Here's the last of four recaps from Breaking Into the Box: Kick-Starting Your Career in Television, an all-day seminar sponsored last weekend by the Writers Guild Foundation.
Very important disclaimer: these aren't verbatim quotes but rather paraphrases from hastily-scribbled notes. If you want the real deal, the Foundation taped the event and will soon offer the seminar on DVD. Check their website in the future for details.
My thoughts about the seminar will follow tomorrow.

PANEL: THE WRITERS ROOM
Panelists: Jeff Greenstein (Desperate Housewives, Will and Grace), Jan Oxenberg (Cold Case, Once and Again), Jay Kogen (The Class, Malcolm in the Middle), Alexa Junge (The West Wing, Friends, Sex in the City), moderator Robin Schiff (Romy & Michele's High School Reunion)
SCHIFF: My family was my first writers room. Sitting at the table with everyone talking, nobody listening, but the best story always captured everyone's attention. When I trained with the Groundlings, that was also a good comedy room. Writing can be lonely. The room has camaraderie, people to bounce ideas off of ... but you can also feel trapped like on Lost, where you can't stand some people and wish the Others would drag them off.
GREENSTEIN: My writers rooms have been run very democratically. The first two weeks of most shows we usually plan for the rest of the year: climactic moments, plot points, map-making. Story generation as planet formation. You start to see markers where you wanna go.
JUNGE: I was one of three women in the Friends room, but it was pretty evolved because most of the college boys had been forced to taken womens' studies courses. We had one gay guy and one feminist running the show so it was a pretty safe room. You have to be game. They can smell fear. One boss said, "I can't hear you, be louder, more confident, don't make me work that hard to hear you." He said it lovingly but it hit me really hard. Women are creative in different ways collaboratively. When women offer suggestions, it's often like table-setting: they build and men complete (and usually take all the damn credit). I learned to keep my mouth shut until I was clear what I wanted to say. Sometimes if it was a joke I would even write it down first.

KOGEN: For me, the writers room erects a typical sitcom structure like this: story first, then scenes, then jokes. And whoever tells you the jokes gets you home earlier. Rewriting happens all week long during sitcom rehearsals, even on the floor during taping.

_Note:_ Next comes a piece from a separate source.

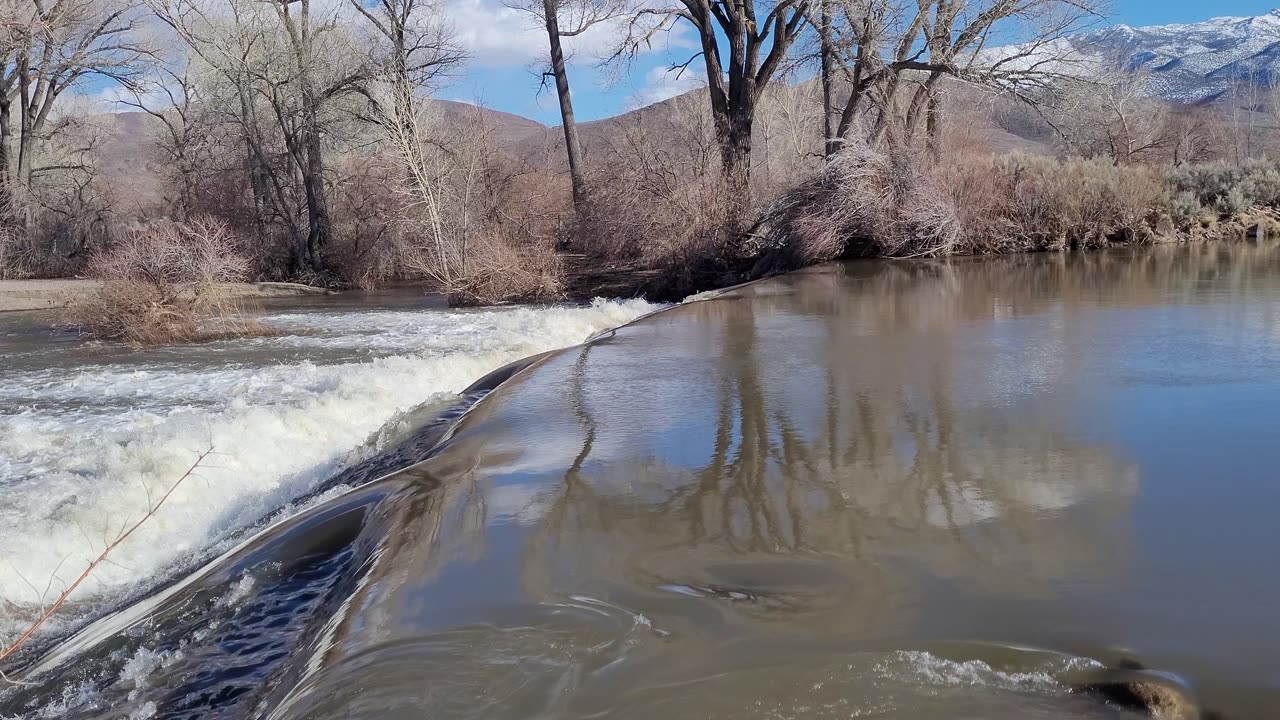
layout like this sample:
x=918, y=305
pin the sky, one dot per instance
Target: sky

GREENSTEIN: On Will and Grace, we had a writer, Laura Kightlinger, on the floor every week [at tapings], deconstructing scenes and churning out new jokes on the spot. Almost all of the jokes on that show are hers.
OXENBERG: Marshall Herskovitz and Ed Zwick had no "room" per se -- writers were treated like feature writers. You worked on your own from an outline. That's what I was familiar with. Later, on more procedural shows, every single story beat was blocked out. I learned this from Frank Spotnitz on Robbery Homicide Division: each beat goes onto a card and it has to be perfect handwriting, so you'd take your time and think about each beat. If you messed up, you had to write it over. That's how they did X-Files. (She then pulls out a series of toys that were totems from various writing rooms).

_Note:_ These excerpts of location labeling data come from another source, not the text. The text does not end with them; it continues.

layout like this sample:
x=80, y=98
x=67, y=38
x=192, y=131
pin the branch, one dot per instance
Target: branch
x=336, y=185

GREENSTEIN: All this stupid crazy stuff is necessary to write a show!

OXENBERG: The Cold Case table has no toys but rather lots of food. The balance is to have a room where you can be wild and tell stories and let your mind go. And one person who knows when to take charge and move things forward. You don't, for example, let people pitch a story more than once.

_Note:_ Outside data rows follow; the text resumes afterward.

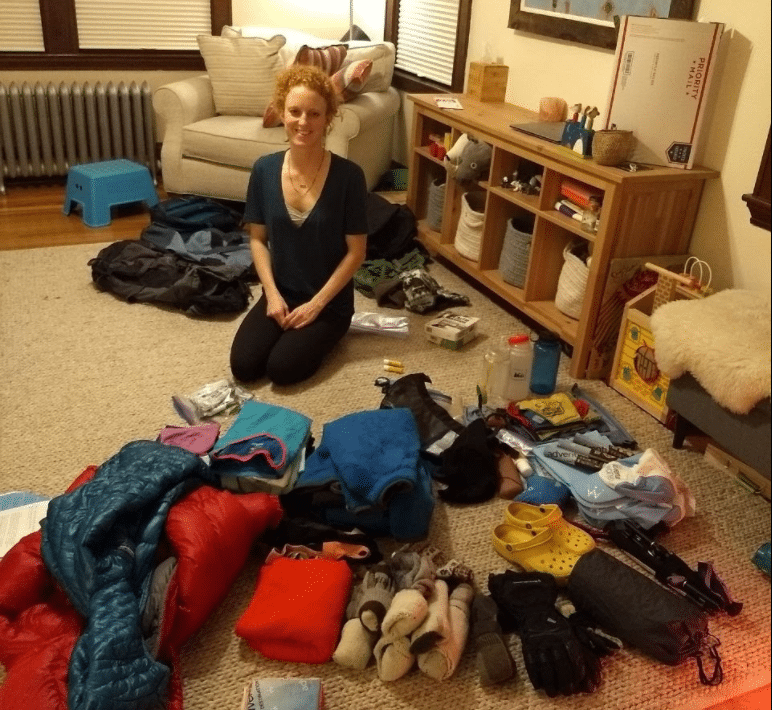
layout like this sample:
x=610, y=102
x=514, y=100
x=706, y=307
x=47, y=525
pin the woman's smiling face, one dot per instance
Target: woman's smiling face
x=305, y=116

GREENSTEIN: A showrunner can't be the funniest or smartest person in the room. For me, the rule of the comedy room is the whiteboard. I use a certain color for sluglines, another for action, and I leave blanks where we need to fill in scenes. Then I let the smarter, funnier people fill them in. You have to step away from being the shoot-from-the-hip person.
OXENBERG: It's a skill to point out problems in other ideas but it's better if you can also suggest alternatives. If you have a critique, people also want to hear a suggestion.
JUNGE: People want to hear your truth. I've been in rooms where my sense of "good" differs from that of the showrunner. And when they still wanna hear what you have to say, that's wonderful.
GREENSTEIN: You want people who can keep you honest. People who value you and hold you to a high level.
SCHIFF: A writers room is a living, breathing organism.
KOGEN: You have to know how to pick your battles, when to fight, when to fold. Jokes can come and go but story beats are much more important.
SCHIFF: Even when you're self-conscious, you're probably OK. Even if you're not saying anything, test your ideas against those that come out in the room.
GREENSTEIN: It's easy to tear down. Be a builder. Jump in and hand someone a brick they can use.
KOGEN: You may land on a show you don't like and that's hard. You have to buy into what they're doing and be positive.
GREENSTEIN: For baby writers, it's hard to know when to hang back and when to jump in. You have to find your way. Very tricky.

SCHIFF: I'd rather work with someone who doesn't take my suggestions than someone who doesn't know what their show is. But let's talk about the difference between breaking comedy and drama.
GREENSTEIN: On Housewives it's not that different because it's staffed by lots of half-hour comedy writers.
JUNGE: Once and Again was very different and terrifying for me. People were lying on the floor spouting ideas. On West Wing I found John Wells' room similar to most dramas.
GREENSTEIN: I'm looking for point-of-view when interviewing new writers. People who know the show. When interviewing new writers for Will and Grace, I stumped many of them by asking: where do you think Will and Grace will be in five years? Some gave glassy stares, others just jumped in and went for it. People who said things like, "Well, I had a Will in my life and one time he did this ..." Those people have me leaning forward, wanting more.
SCHIFF: On new shows, it's good to say, "I was wondering where you're gonna go with this aspect of your pilot." Bring specific questions and stories to the meeting.
GREENSTEIN: Right now I'm burnt out on reading existing specs. I can't get through the 39th spec of The Office sitting on my desk. I like original pilots and even feature screenplay specs. I want to read something you're passionate about. I read plays and short stories. I hired someone off a That Girl spec, which certainly got my attention. The simple fact is, aside from Earl, Office and 30 Rock, there just aren't that many comedies to spec these days.